For the 10×10 matrix, the advantage of explicit LU factorization (Method 2) over naive Gaussian elimination (Method 1) should be substantial. The comparison with Method 3 will be interesting - it will likely be much faster than Method 1 but still slower than Method 2 since it recomputes the factorization for each right-hand side.

## Visualizing the Solutions

Let's visualize how the first few solution components change with the parameter $k$:

In [None]:
plt.figure(figsize=(12, 6))

# Plot the first three solution components
for i in range(3):
    plt.plot(k, xk_LU[:, i], label=f'$x_{i+1}$')

plt.grid(True)
plt.xlabel('k value')
plt.ylabel('Solution components')
plt.title('First three solution components vs. parameter k')
plt.legend()
plt.xlim(-5, 5)
plt.show()

## Discussion

### Computational Efficiency

The results clearly demonstrate the efficiency of using LU factorization when solving multiple linear systems with the same coefficient matrix but different right-hand sides. Here's why:

1. **Naive Gaussian Elimination (Method 1)**: For each new right-hand side, we perform the full O(n³) elimination process. With a 10×10 matrix, this becomes quite expensive, especially in Python.

2. **LU Factorization (Method 2)**: We perform LU factorization once (an O(n³) operation), but for each new right-hand side, we only need to perform forward and backward substitution (each an O(n²) operation). This gives us a theoretical speedup of O(n) for many right-hand sides.

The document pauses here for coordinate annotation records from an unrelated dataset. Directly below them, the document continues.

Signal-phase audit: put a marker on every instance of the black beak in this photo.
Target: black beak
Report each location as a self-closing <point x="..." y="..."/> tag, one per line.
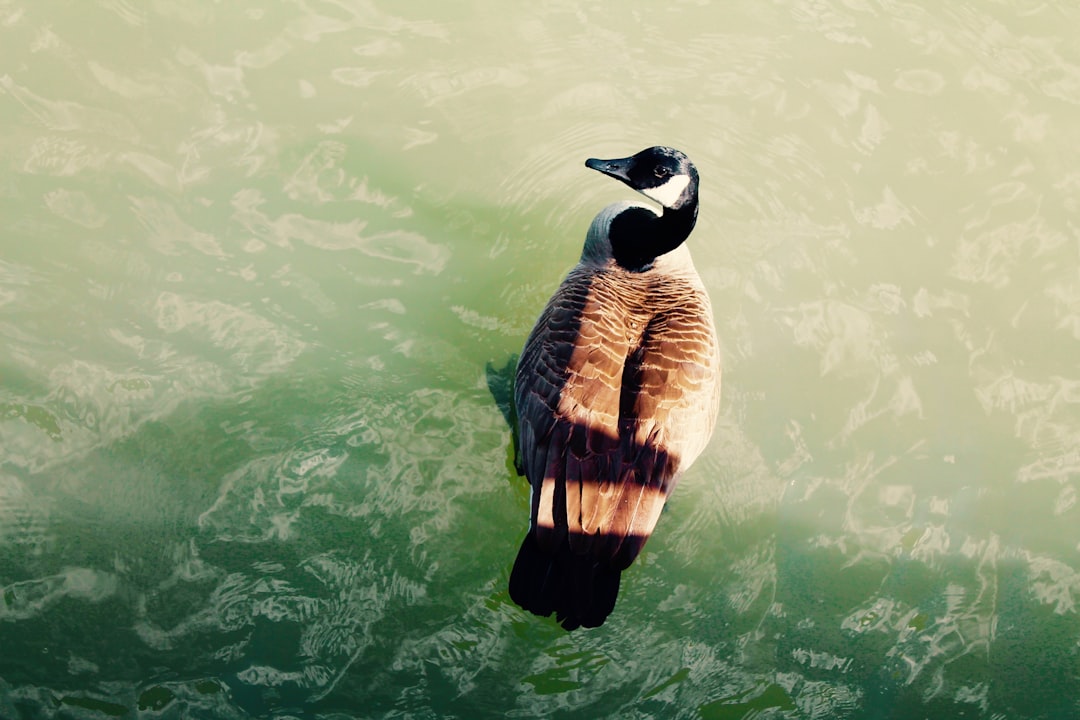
<point x="617" y="168"/>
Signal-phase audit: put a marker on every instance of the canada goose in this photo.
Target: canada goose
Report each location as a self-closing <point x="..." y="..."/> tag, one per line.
<point x="616" y="392"/>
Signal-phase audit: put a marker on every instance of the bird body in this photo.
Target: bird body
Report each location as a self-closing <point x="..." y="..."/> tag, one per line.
<point x="617" y="392"/>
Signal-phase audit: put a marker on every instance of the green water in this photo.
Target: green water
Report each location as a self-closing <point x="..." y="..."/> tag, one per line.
<point x="256" y="259"/>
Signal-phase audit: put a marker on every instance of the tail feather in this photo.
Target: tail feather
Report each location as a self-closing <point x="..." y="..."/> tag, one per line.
<point x="579" y="589"/>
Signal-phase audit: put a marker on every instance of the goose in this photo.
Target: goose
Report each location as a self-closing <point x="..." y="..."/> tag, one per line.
<point x="616" y="393"/>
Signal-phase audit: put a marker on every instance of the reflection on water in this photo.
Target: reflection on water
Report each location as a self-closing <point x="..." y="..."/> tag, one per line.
<point x="257" y="260"/>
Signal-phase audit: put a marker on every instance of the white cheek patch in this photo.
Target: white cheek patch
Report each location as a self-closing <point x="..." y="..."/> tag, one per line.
<point x="670" y="191"/>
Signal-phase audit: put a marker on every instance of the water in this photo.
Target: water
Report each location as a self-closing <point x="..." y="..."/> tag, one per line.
<point x="257" y="259"/>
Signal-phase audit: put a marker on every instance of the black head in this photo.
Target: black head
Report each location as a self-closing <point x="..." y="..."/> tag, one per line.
<point x="663" y="174"/>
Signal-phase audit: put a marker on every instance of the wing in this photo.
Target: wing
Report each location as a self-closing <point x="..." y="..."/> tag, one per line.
<point x="567" y="393"/>
<point x="612" y="402"/>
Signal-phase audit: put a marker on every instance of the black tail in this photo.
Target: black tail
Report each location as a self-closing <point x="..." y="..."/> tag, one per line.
<point x="580" y="591"/>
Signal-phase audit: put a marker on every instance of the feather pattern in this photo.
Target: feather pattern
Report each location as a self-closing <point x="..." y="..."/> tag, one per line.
<point x="617" y="392"/>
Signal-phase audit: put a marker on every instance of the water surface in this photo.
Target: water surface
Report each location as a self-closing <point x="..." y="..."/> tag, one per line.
<point x="257" y="260"/>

3. **NumPy's linalg.solve (Method 3)**: While it uses optimized LAPACK routines under the hood (which use LU decomposition), it recalculates the decomposition for each right-hand side. Its speed comes from being implemented in highly-optimized compiled code.

For solving multiple systems with the same coefficient matrix, explicitly factoring the matrix once and reusing it (Method 2) is theoretically and practically more efficient. The advantage becomes more pronounced with larger matrices and more systems to solve, as we've seen with the 10×10 example.

### Math Behind LU Factorization

LU factorization decomposes a matrix A into a product of a lower triangular matrix L and an upper triangular matrix U:

$$A = LU$$

When partial pivoting is used (which is typical for numerical stability), we have:

$$PA = LU$$

where P is a permutation matrix.

To solve the system $Ax = b$, we:

1. Compute the LU factorization $PA = LU$
2. Solve $Ly = Pb$ using forward substitution
3. Solve $Ux = y$ using backward substitution

### Applications

This technique is valuable in many engineering applications, such as:

- Finite element analysis with multiple load cases
- Circuit analysis with multiple sources
- Parameter sensitivity studies (as demonstrated in this worksheet)
- Control system analysis with varying inputs
- Implicit time integration schemes
- Monte Carlo simulations

### Implementation in Scientific Computing

In real scientific computing applications, libraries like SciPy provide specialized functions like `lu_factor` and `lu_solve` precisely because reusing matrix factorizations is so important for performance. Always look for these opportunities in your numerical code!